From changes to personal tax, discretionary trusts, capital gains tax, negative gearing and small business concessions, 2026–27 Federal Budget introduces some significant reforms that could affect individuals, investors and business owners over the coming years.

If you've seen headlines about the "death of discretionary trusts" or "the end of negative gearing", don't panic just yet. Many of these measures won't commence for another year or two, and several are still subject to consultation and legislation.

Let's break down the key changes and what they could mean for you.

What's the Big Theme of the 2026 Budget?

The Government has positioned this Budget around the concept of intergenerational fairness and creating a tax system that treats income from investments and business structures more similarly to employment income.

In simple terms, many of the measures aim to reduce situations where people using trusts or investment structures pay less tax than someone earning the same amount through wages and salary.
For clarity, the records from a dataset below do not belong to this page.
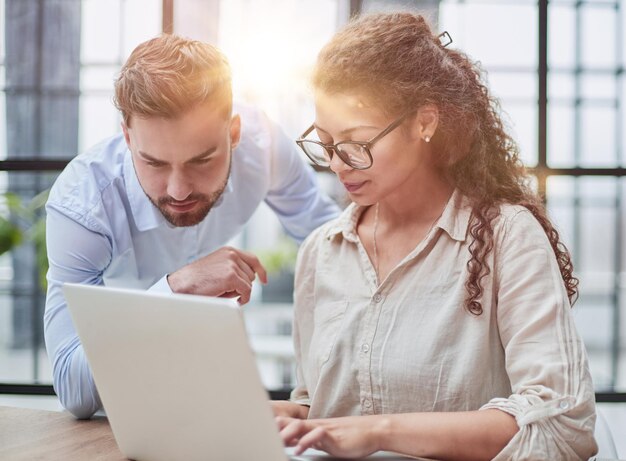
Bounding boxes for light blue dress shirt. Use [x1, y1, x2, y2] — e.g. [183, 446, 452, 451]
[44, 106, 339, 418]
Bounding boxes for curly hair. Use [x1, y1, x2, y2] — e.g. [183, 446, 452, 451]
[114, 34, 232, 126]
[313, 12, 578, 315]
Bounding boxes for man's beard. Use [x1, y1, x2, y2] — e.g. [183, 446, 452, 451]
[146, 162, 232, 227]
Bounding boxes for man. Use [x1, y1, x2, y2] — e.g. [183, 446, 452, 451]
[44, 35, 338, 418]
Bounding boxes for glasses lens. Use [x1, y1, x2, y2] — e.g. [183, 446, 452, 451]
[337, 143, 372, 170]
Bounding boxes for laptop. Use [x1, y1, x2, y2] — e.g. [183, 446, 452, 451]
[63, 283, 414, 461]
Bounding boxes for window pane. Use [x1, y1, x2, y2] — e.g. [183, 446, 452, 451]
[439, 1, 538, 68]
[548, 2, 576, 69]
[579, 5, 617, 67]
[0, 172, 56, 383]
[547, 104, 576, 168]
[502, 101, 537, 166]
[547, 177, 626, 391]
[580, 105, 617, 167]
[81, 0, 122, 63]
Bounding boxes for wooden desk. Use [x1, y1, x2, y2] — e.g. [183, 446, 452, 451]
[0, 406, 619, 461]
[0, 406, 126, 461]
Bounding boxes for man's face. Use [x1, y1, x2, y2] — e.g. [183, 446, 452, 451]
[122, 104, 240, 227]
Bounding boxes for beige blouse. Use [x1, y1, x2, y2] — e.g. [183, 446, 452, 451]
[291, 191, 597, 460]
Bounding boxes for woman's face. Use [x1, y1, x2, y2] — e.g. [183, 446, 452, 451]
[315, 91, 434, 205]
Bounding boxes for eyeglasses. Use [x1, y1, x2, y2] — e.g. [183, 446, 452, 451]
[296, 112, 413, 170]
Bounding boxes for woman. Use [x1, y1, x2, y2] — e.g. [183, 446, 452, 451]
[274, 13, 597, 460]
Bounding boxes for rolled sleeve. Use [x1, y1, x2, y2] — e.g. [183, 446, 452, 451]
[481, 211, 597, 460]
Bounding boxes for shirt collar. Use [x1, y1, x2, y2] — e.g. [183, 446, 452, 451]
[325, 189, 472, 242]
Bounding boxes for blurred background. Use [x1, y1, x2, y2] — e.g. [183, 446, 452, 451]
[0, 0, 626, 410]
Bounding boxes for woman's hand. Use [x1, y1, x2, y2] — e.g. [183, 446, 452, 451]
[270, 400, 309, 419]
[276, 416, 384, 458]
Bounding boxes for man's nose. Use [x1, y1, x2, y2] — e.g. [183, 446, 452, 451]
[167, 167, 193, 202]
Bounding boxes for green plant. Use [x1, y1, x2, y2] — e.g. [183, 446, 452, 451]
[256, 237, 298, 274]
[0, 190, 49, 291]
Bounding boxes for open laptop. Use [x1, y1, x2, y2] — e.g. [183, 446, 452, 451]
[63, 284, 414, 461]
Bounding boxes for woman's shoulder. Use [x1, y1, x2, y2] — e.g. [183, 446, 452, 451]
[493, 203, 547, 242]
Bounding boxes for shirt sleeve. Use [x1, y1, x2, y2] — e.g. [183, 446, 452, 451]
[266, 117, 339, 243]
[44, 206, 112, 418]
[482, 211, 597, 460]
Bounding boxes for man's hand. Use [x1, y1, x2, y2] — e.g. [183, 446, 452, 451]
[167, 247, 267, 304]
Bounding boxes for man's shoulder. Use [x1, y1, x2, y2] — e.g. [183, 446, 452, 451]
[48, 134, 127, 217]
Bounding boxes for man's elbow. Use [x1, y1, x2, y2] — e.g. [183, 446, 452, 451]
[54, 370, 100, 419]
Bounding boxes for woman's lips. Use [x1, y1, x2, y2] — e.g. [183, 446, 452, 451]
[343, 181, 366, 192]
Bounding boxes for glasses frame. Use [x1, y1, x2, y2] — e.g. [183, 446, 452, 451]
[296, 111, 414, 170]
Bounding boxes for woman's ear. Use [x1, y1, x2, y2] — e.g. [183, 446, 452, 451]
[230, 114, 241, 150]
[416, 104, 439, 142]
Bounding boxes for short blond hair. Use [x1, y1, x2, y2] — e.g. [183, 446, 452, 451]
[114, 34, 232, 126]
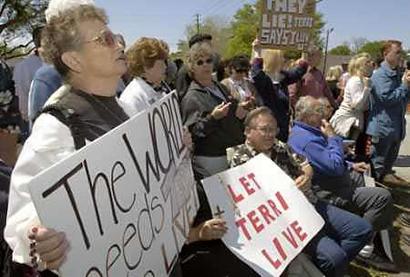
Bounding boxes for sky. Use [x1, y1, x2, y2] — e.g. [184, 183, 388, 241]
[95, 0, 410, 51]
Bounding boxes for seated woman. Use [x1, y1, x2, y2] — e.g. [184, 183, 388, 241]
[120, 37, 170, 114]
[181, 42, 249, 179]
[4, 5, 128, 270]
[221, 55, 258, 105]
[252, 39, 308, 142]
[230, 107, 372, 276]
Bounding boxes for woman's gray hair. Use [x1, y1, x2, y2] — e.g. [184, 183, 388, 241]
[295, 96, 322, 122]
[186, 42, 214, 78]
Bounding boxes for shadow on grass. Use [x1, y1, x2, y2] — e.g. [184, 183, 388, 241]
[394, 155, 410, 167]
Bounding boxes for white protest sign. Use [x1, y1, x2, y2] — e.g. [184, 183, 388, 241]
[259, 0, 316, 50]
[30, 93, 199, 277]
[203, 154, 324, 276]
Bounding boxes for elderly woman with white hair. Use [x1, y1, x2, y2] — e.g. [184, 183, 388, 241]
[330, 53, 373, 140]
[4, 4, 128, 270]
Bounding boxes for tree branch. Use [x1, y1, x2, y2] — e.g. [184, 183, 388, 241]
[0, 1, 7, 17]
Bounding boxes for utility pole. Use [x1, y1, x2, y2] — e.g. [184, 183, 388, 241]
[323, 28, 334, 75]
[195, 13, 201, 34]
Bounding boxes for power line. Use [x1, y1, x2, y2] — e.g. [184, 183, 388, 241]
[204, 0, 232, 16]
[202, 0, 220, 14]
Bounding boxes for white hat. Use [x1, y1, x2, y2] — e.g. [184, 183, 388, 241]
[46, 0, 95, 22]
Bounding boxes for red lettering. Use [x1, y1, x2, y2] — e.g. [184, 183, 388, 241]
[262, 249, 282, 269]
[248, 172, 261, 189]
[235, 218, 251, 240]
[290, 220, 307, 241]
[228, 185, 243, 203]
[258, 204, 275, 224]
[262, 238, 288, 269]
[275, 191, 289, 211]
[273, 238, 288, 261]
[268, 199, 282, 217]
[247, 211, 265, 233]
[282, 227, 298, 249]
[239, 177, 255, 195]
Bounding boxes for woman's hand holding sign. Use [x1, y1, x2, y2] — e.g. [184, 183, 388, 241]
[28, 227, 69, 270]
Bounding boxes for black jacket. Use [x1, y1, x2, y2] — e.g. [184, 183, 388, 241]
[181, 81, 245, 157]
[252, 58, 308, 142]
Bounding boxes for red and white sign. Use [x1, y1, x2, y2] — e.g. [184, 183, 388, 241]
[203, 154, 324, 276]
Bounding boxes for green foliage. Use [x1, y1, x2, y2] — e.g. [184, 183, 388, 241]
[357, 41, 383, 60]
[0, 0, 48, 59]
[174, 0, 325, 59]
[173, 16, 231, 58]
[224, 4, 260, 58]
[329, 44, 352, 56]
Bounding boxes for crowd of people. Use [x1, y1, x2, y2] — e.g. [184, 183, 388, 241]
[0, 0, 410, 277]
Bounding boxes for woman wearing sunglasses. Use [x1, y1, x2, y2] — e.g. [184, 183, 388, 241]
[4, 5, 128, 274]
[180, 43, 259, 277]
[181, 43, 250, 178]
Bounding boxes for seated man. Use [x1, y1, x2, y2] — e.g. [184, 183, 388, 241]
[288, 96, 396, 272]
[227, 107, 371, 276]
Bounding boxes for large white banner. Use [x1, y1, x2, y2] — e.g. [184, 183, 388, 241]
[203, 154, 324, 276]
[259, 0, 317, 50]
[30, 93, 199, 277]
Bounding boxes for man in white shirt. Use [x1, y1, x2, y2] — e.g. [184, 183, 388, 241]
[13, 28, 43, 136]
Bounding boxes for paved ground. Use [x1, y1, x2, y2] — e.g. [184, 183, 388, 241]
[390, 114, 410, 277]
[350, 114, 410, 277]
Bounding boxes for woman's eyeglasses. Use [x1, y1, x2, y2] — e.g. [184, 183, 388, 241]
[235, 68, 249, 73]
[85, 30, 123, 48]
[196, 58, 214, 66]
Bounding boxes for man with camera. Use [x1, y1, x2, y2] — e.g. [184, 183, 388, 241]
[367, 40, 410, 187]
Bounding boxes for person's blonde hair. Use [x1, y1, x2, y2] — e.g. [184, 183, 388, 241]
[126, 37, 168, 76]
[41, 5, 108, 80]
[349, 53, 372, 76]
[261, 49, 285, 73]
[186, 42, 214, 78]
[326, 65, 343, 81]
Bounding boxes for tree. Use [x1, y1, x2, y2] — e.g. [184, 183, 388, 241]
[224, 0, 325, 59]
[224, 4, 260, 57]
[350, 37, 369, 54]
[0, 0, 48, 60]
[172, 16, 231, 58]
[358, 41, 383, 61]
[329, 44, 352, 56]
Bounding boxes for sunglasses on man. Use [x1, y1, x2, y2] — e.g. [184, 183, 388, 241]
[235, 68, 249, 73]
[196, 58, 214, 66]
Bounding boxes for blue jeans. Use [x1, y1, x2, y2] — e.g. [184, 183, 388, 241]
[371, 137, 401, 180]
[306, 201, 372, 277]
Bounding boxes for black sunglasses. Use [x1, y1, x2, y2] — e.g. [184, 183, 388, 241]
[235, 68, 249, 73]
[196, 58, 214, 66]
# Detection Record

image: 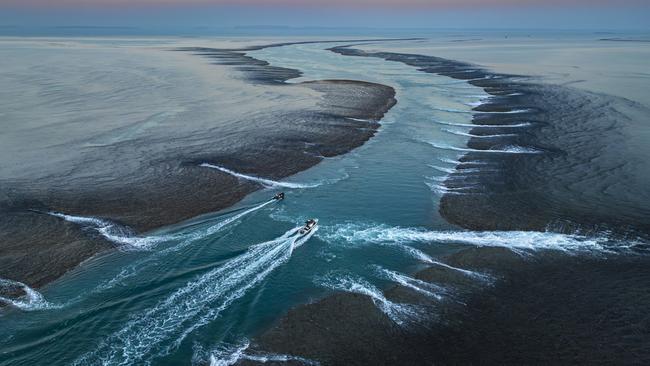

Whether you agree with the approach or not, it helps explain why so many of the proposed changes focus on trusts, capital gains tax and property investment.

 

Good News for Employees

Not every Budget announcement is scary.

There are a few measures designed to put more money back into the pockets of workers.

 

1. A New $250 Working Australians Tax Offset

From 1 July 2027, most taxpayers earning employment income, sole trader income or personal services income will be eligible for a $250 tax offset. The Government estimates this will apply to around 97% of taxpayers.

Example:

Pete works as an artist and earns $85,000 per year.

Under the proposed changes, Pete may receive a $250 tax offset when lodging his tax return, reducing the amount of tax payable. Offsets are more beneficial than deductions because they reduce the tax bill $ for $. That is $250 off what would have been the tax bill. 

It's not life-changing money, but we'll take every dollar we can get.

2. A Flat $1,000 Work-Related Deduction

From the 2026–27 income year, the Government is introducing a $1,000 Instant Tax Deduction for work-related expenses. Taxpayers can choose a standard $1,000 deduction for work-related expenses without needing receipts or substantiation.

Example:

Charlotte usually claims:

  • Uniform expenses

  • Professional memberships

  • Phone costs

which total around $700 each year.

Instead of collecting receipts and records, Charlotte may simply choose the $1,000 standard deduction.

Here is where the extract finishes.